There is a rivalry between the Ford Mustang and the Chevrolet Camaro that is fiercely alive with each brands’ track models but is it just as fierce when we consider their “entry” V8 models? He’s a first drive comparison…
First up was this bright (Competition) orange 2016 Mustang California Special. This package adds a few more niceties on top of the GT Premium trim like a front tower strut brace, hood stripes, and a few plaques. It’s mostly a cosmetic package but even the base car has a subdued, athletic stance that brings an anticipated excitement of things to come. Once inside, however, you’re presented with a disappointing mix of interior materials and overall design that lacks what is expected of a $40k car. The so called armrest does little to allow your arm to rest comfortably and although getting into the desired driving position was easy, the seats lack the expected level of lateral support. Moving on towards getting this 435 HP 5.0 DOHC V8 fired up, your eyes glaze down to a somewhat bland looking starter button but still the anticipation is unrelenting. Depress the smooth clutch, hit the button, and hear the engine turning, catching quickly but then it’s quickly drowned out by the chimes and dings. The awesome roar of the acclaimed Coyote V8 never happens. It’s all quite anti-climatic and as much as it pains to recommend deviating from the vehicle’s original concept, aftermarket exhaust would be a worthy upgrade. The clutch is easy to modulate as is the throttle. Gaining speed in first to hear some real sound (which was glorious) and then shifting into second and third with perfect upshifts (a little too perfect as it turned out; Further investigation revealed the ECU is programmed to hold the throttle at the next up gear’s equivalent RPM). Taking it through the tight, smooth turns revealed a very neutral chassis and a steering that clearly communicates when front grip is about maxed out. At this point, if you wish, roll on the throttle smoothly and the car transitions to balanced and controllable oversteer. Being able to learn the car’s slow speed handling builds your confidence quickly. Also helping are the brakes that feel wonderfully accurate and plenty powerful. It’s also a smooth cruiser when that mood suits. Keep it out of the really tall gears and you’re rewarded with a nice rumble only a V8 can deliver. At low speeds slack in the drivetrain is noticeable, possibly likely due to its life as a press car, but at the same time, seems fitting considering the rough interior surroundings. Despite these faults, expect to always walk away with a grin on your face.
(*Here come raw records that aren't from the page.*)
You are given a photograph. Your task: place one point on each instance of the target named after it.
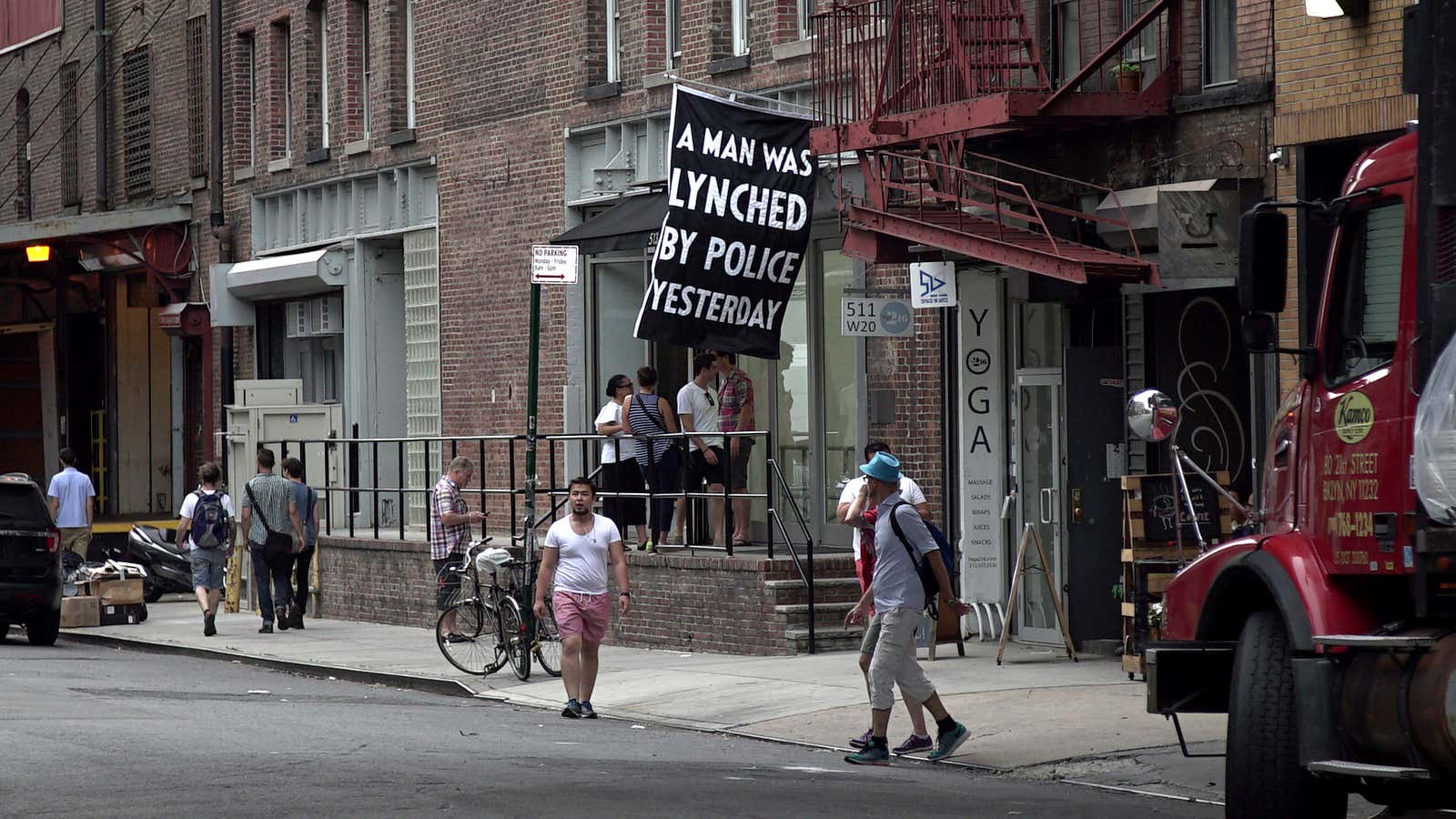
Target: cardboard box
(124, 614)
(80, 612)
(116, 592)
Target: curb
(415, 682)
(456, 688)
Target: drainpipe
(102, 106)
(220, 229)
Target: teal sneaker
(874, 753)
(946, 743)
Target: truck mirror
(1263, 259)
(1152, 416)
(1259, 332)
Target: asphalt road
(101, 732)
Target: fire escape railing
(878, 58)
(885, 57)
(967, 200)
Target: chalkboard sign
(1159, 516)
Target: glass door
(817, 395)
(1038, 482)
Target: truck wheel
(1263, 773)
(43, 629)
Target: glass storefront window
(812, 399)
(1040, 336)
(844, 392)
(618, 288)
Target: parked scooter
(167, 562)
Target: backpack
(210, 523)
(928, 581)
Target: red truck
(1330, 636)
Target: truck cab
(1330, 636)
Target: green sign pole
(531, 378)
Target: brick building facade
(1337, 94)
(106, 165)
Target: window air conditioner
(296, 318)
(328, 315)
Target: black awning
(626, 227)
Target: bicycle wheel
(548, 642)
(473, 646)
(517, 643)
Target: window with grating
(422, 416)
(22, 155)
(136, 120)
(70, 145)
(197, 95)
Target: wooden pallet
(1149, 566)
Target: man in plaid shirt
(450, 533)
(735, 414)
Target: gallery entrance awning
(626, 227)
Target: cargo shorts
(207, 567)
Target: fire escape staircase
(906, 85)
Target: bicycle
(490, 629)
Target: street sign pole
(531, 378)
(551, 264)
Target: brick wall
(1334, 79)
(36, 69)
(679, 602)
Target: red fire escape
(910, 85)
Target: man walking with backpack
(308, 503)
(899, 592)
(207, 531)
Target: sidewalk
(1040, 714)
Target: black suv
(29, 561)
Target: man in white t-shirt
(698, 413)
(73, 504)
(575, 559)
(206, 528)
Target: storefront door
(1038, 486)
(813, 398)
Next up on the back-to-back drive is a bright blue 2017 Camaro SS which represents its first year of moving to the smaller, lighter chassis. It’s body looks better proportioned and although the greenhouse shape makes it difficult to see out of, it looks muscular and modern. Weight is down, power is up and as far as handling, GM continues to take the SS treatment very seriously. It’s exhaust is loud and burly, the clutch is heavy and is quick to grab the flywheel, seats are perfectly snug and the steering wheel is wonderful to hold. The overall interior feel is a modern with classic touches. The combimeter features a TFT screen with rich detail and houses easy accessibility to modes and settings features. However, flanked on the sides are the tach and the speedo whose styling must have been inspired by the large and emotionless face and dials of the mid ‘90’s F-body. Moving your eyes to the right is a slick touch screen. It’s fast and easy to use. The only downside, besides the fingerprints, is its downward angle. No doubt a compromise between styling and engineering teams, there is a significant glare of your hand as you reach towards the screen. Below that are the redundant but necessary physical buttons, laid out in a slim and horizontal fashion not unlike the greenhouse area. The twin retro vents at the bottom of the center stack are a very worthy “cost-up” as they blend in the perfect balance of modern minimalist high tech with the large and robust theme of being a muscle car. On the road, the Camaro holds turns and puts the power down without fail. The burly 6-speed manual engages each gear with a solid notch. The rev-match downshift takes the stress out of smooth downshifts, however, heel-toe is easy enough. The brake pedal requires a deliberate force but feels linear throughout its stroke. The large engine pulls strongly from any RPM all the way to the red-line and with a sound that conveys the message that this car is ready for the track. The car doesn’t disappoint with the ride even on bumpy sections. An impressive feat considering its high road holding limits. The Camaro’s design may be what pulls people toward the car but the engineering behind it all keeps the racing legacy moving forward.
Take-away: The Camaro SS is the more sorted one of the two, meaning that the whole car better embodies a single, cohesive design philosophy. It is the car that feels better prepared to handle a day at the track. The Mustang is less in your face but always willing to play. The limits are easily accessible and this car encourages them to be explored even off of the track. If the interior isn’t an immediate deal breaker, this car can bring out your inner-driving hero on daily basis.